Von meinem Vater hatte Saint-Jean ein Paar silberne Sporen erhalten; er verlor einen davon, weigerte sich beharrlich, ihn zu ersetzen und bediente sich für den Rest seiner Tage nur eines Sporns. Wenn ihn seine Frau zu einem Ritt ausrüstete, versäumte er niemals, ihr zu sagen: „Madame, vergeßt nicht, mir meinen silbernen Sporn anzuschnallen.“

Aber obwohl sie sich „Madame“ und „Monsieur“ zu nennen pflegten, verging nicht ein Tag in ihrer süßen Ehe, ohne daß sie sich geprügelt hätten, und endlich starb der Vater Saint-Jean so betrunken, wie er gelebt hatte.

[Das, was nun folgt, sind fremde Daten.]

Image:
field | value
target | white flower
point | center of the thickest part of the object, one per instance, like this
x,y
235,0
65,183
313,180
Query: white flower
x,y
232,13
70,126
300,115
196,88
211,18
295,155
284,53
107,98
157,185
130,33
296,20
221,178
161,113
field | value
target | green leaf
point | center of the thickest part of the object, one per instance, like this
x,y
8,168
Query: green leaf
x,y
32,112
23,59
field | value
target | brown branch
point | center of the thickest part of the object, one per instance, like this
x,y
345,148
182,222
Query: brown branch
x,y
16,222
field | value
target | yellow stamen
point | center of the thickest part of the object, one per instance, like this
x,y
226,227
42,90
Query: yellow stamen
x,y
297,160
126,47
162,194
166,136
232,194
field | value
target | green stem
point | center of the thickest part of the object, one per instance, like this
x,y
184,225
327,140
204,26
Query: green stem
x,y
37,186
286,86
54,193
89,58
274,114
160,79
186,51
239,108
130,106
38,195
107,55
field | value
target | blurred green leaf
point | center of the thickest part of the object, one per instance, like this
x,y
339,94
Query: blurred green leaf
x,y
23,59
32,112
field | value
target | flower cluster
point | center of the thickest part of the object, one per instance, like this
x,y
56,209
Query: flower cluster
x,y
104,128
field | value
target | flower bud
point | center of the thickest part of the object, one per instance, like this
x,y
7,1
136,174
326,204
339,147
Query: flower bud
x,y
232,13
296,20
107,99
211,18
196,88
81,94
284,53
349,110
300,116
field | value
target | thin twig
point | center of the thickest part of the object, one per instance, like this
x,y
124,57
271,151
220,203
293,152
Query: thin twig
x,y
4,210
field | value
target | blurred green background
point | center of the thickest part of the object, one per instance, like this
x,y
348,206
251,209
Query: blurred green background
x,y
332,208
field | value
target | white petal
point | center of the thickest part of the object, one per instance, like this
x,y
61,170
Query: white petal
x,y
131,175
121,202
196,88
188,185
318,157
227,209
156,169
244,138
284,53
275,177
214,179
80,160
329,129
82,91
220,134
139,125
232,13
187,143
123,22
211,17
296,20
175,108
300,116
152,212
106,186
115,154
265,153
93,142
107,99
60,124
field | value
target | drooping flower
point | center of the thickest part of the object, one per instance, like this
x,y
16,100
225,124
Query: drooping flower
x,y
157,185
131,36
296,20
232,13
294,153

Aus dem Vorrath meiner Briefe theile ich hier noch einige mit.

Köln, 19. Floréal.

„Du magst sagen, was Du willst, mein Mütterchen, ich rieche nicht nach dem Stalle; die Wartung meines Pferdes ist eine Kleinigkeit und es kommt ja auch nur darauf an, eine besondere Kleidung zu diesem Zwecke zu haben. Und, meiner Treu! wenn sich auch mal etwas von diesem Duft an unsre Person hängt, so zeigen doch unsre Schönen nicht, daß sie es bemerken — und jedenfalls müssen sie sich daran gewöhnen; wenn wir wirklich im Kriege wären, würden wir noch schlechter riechen. — Erlaube mir, Dir zu sagen, meine gute Mutter, daß Dein Vorschlag, mein Taschengeld zu erhöhen, damit ich mir einen Bedienten halten kann, mir gar nicht zusagt. Ich mag das nicht, weil Du nicht reich genug bist, ein solches Opfer zu bringen und dann, weil ein gemeiner Jäger, der sich die Stiefel putzen und sich von einem Bedienten aufwarten ließe, der Spott des ganzen Heeres würde. Wenn ich bei dem Gedanken, in meiner Lage einen Kammerdiener zu halten, gelacht habe, so ist mir Deine Sorgfalt doch sehr rührend erschienen — und wenn es Dich in Verzweiflung bringt, mich mit der Mistgabel und dem Striegel zu sehen, so will ich Dir zur Beruhigung sagen, daß ich, wenn ich Luft dazu hätte, mein Pferd für sechs Franks monatlich durch einen Stallknecht des Generals besorgen lassen könnte.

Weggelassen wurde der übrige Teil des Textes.